A raw fish tax that has pumped tens of millions of dollars into coastal communities over the past decade has survived a legal challenge before Alaska’s highest court.

The state can tax seafood caught beyond the 3-mile line in federal waters, then loaded on a bulk carrier at the dock for foreign export, without violating provisions of the U.S. Constitution.

That’s according to the Alaska Supreme Court, which released its 31-page ruling Friday.

Fishermen’s Finest, a Washington state seafood company that operates factory trawlers and exports most of its product overseas, had challenged the state’s tax in court. It argued that there are protections against state taxation on shipping in coastal state waters, and a lower state superior court agreed.

But the justices, writing in a unanimous opinion, found that the fees assessed on Fishermen’s Finest’s products are not unconstitutional

“The landing tax is not opportunistic taxation of vessels ‘merely transiting’ adjacent waters without landing or benefitting from any local services,” the justices wrote.

At stake was about $47 million dollars in revenue collected since 2017 — half of which goes to the state, and the other half goes to coastal communities.
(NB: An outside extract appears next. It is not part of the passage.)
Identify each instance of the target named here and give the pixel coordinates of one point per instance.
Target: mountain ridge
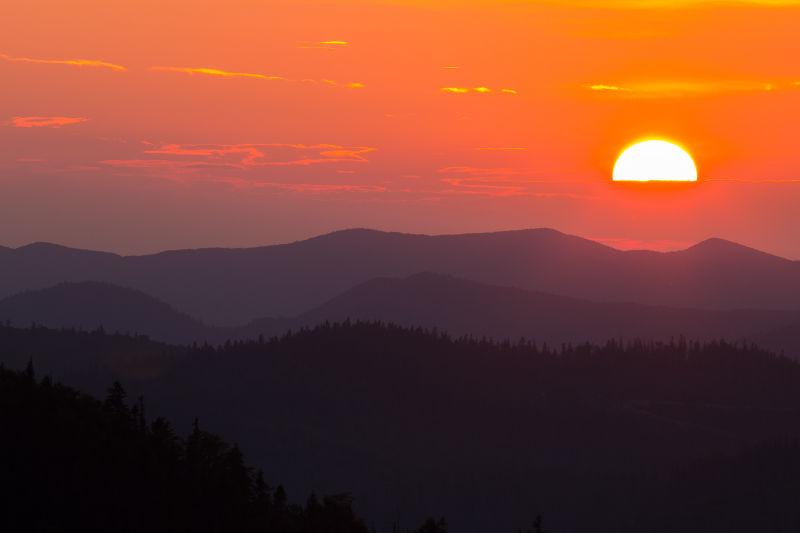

In the Aleutians, the case was watched with interest, as taxes on the lucrative pollock fishery is a major economic driver in the port of Dutch Harbor and its neighbors

Unalaska’s Vice Mayor Dennis Robinson says the raw fish tax is a major source of the city’s municipal revenue, and local officials had been anxious about the impact of a decision against them.

“I’m pretty relieved of that,” he told CoastAlaska on Monday. “Because that is roughly 17% of our budget, and it would be devastating to this community.”

The Fisheries Resource Landing Tax has existed since the 1990s and is designed to capture revenue for raw seafood that’s landed on Alaska port docks before it’s transshipped on cargo vessels and sold overseas.